The results “show that this kind of combination treatment can be effective” in this “very well-thought-out study,” Dr. Greenhill said. In addition, the effects from adding risperidone “occurred quickly,” he noted.

Two other notable reports on ADHD last year documented the steadily rising prevalence of the disorder, and the ongoing value from treatment for controlling symptoms. Based on data collected by telephone interviews with randomly selected U.S. adults during 2003, 2007, and 2011, parent-reported history of a diagnosis of ADHD in children aged 4-17 years old increased from 7.8% in 2003 to 11% in 2011, which worked out to approximately 2 million more children with the diagnosis in 2011, compared with 2003 (J. Am. Acad. Child Adolesc. Psychiatry 2014;53:34-46). In 2011, the median age of initial ADHD diagnosis occurred when children were 6 years old.

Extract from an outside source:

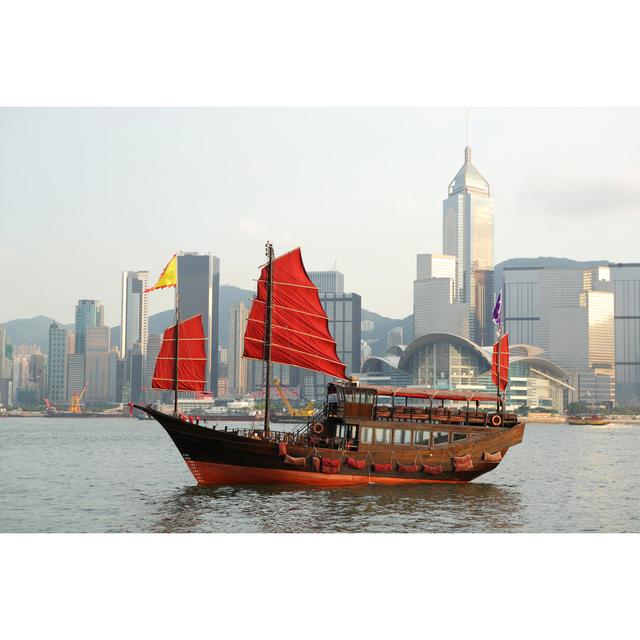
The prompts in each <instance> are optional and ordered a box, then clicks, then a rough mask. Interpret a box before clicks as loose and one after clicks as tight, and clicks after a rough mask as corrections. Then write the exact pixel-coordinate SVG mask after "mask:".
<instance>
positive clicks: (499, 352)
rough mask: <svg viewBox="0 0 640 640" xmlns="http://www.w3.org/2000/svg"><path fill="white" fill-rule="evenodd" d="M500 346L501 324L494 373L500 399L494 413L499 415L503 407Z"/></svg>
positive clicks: (501, 372) (500, 337)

In another study, 157 patients aged 6-17 years with ADHD and well controlled on treatment with lisdexamfetamine dimesylate (Vyvanse) were randomized to continued treatment or drug withdrawal. Symptoms recurred quickly in most patients, with about 40% meeting the study’s definition of treatment failure by 2 weeks off treatment, and more than 60% having a significant resumption of symptoms by the time they had been off treatment for a month (J. Am. Acad. Child Adolesc. Psychiatry 2014;53:647-57).

Dr. Greenhill is an adviser to BioBehavioral Diagnostics. He has received research support from Rhodes and Shire.